Eine Hand auf ihrer Schulter riss Meg aus der Erinnerung und zurück in die Gegenwart - in ihre Küche und zu Kyle, der ihr mit einem neugierigen Gesichtsausdruck eine Schale mit tropischer Fruchtsalsa hinhielt."Entschuldige, ich wollte dich nicht erschrecken."

"Hast du auch nicht."

Kyle neigte den Kopf zur Seite und warf ihr einen wissenden Blick zu."Du hast es gerade wieder getan."

Meg spürte, wie ihr die Röte in die Wangen kroch, und sie ließ die Hand von ihrem Ohr fallen."Habe ich nicht."

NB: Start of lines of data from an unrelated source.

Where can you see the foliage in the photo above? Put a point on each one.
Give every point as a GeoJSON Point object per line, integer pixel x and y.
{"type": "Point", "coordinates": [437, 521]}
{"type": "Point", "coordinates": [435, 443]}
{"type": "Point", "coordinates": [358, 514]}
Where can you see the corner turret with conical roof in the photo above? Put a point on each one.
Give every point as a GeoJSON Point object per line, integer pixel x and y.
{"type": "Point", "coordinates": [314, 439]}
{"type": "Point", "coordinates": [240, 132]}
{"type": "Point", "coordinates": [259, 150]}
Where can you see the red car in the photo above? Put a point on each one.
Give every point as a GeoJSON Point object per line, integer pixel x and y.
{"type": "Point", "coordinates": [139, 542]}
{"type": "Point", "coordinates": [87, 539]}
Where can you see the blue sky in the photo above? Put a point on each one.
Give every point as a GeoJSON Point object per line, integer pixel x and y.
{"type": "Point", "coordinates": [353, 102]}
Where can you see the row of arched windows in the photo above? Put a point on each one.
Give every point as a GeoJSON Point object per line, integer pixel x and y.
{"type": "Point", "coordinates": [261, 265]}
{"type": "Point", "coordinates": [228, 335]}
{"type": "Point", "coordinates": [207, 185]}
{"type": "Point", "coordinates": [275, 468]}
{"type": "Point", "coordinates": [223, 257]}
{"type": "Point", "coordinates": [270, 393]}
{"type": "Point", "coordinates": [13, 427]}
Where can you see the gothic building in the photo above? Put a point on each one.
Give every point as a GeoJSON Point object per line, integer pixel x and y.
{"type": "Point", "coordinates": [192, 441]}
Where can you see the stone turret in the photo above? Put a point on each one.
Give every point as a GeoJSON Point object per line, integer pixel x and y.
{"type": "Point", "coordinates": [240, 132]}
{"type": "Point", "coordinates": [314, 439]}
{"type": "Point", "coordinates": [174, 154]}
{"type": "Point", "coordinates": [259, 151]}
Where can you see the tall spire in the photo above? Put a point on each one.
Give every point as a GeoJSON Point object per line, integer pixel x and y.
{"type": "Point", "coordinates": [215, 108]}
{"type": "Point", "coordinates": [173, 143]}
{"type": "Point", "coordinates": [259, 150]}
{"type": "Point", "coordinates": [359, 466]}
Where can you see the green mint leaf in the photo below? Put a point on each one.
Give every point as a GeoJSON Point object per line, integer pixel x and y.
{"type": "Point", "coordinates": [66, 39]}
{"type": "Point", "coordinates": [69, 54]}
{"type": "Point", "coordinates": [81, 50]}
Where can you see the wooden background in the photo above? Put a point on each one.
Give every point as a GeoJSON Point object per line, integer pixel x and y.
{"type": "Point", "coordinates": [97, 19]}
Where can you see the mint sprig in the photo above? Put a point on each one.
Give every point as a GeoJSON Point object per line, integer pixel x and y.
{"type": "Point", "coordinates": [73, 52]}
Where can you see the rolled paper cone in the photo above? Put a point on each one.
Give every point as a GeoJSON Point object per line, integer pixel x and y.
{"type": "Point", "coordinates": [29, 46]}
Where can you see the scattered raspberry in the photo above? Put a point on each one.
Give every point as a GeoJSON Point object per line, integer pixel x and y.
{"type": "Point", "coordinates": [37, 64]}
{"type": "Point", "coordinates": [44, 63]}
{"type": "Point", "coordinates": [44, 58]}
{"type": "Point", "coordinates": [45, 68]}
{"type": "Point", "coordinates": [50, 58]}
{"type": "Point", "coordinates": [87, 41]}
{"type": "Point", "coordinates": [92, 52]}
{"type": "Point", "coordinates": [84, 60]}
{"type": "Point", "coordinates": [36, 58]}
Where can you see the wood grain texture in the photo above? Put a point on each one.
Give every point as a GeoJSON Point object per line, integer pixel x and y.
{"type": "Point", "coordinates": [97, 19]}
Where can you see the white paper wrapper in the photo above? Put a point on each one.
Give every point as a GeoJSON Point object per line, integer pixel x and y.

"Hast Du aber, Du hast an Deinem Ohrläppchen gezogen."Er grinste."Komm, lass uns das im Wohnzimmer essen, während der Rest des Abendessens kocht.Hol uns etwas Wein, und ich überlege mir drei peinliche Dinge, die ich Dir erzählen könnte."

Meg verdrehte die Augen und versuchte, etwas Empörung aufzubringen.Der Mann kommandierte sie in ihrer eigenen Küche herum und tat so, als kenne er jeden ihrer Gedanken und Gefühle, obwohl sie ihn seit zwei Jahren nicht mehr gesehen hatte.Für wen zum Teufel hielt er sich?

Der Kerl, der jeden Gedanken und jedes Gefühl von dir kennt, obwohl du ihn seit zwei Jahren nicht gesehen hast.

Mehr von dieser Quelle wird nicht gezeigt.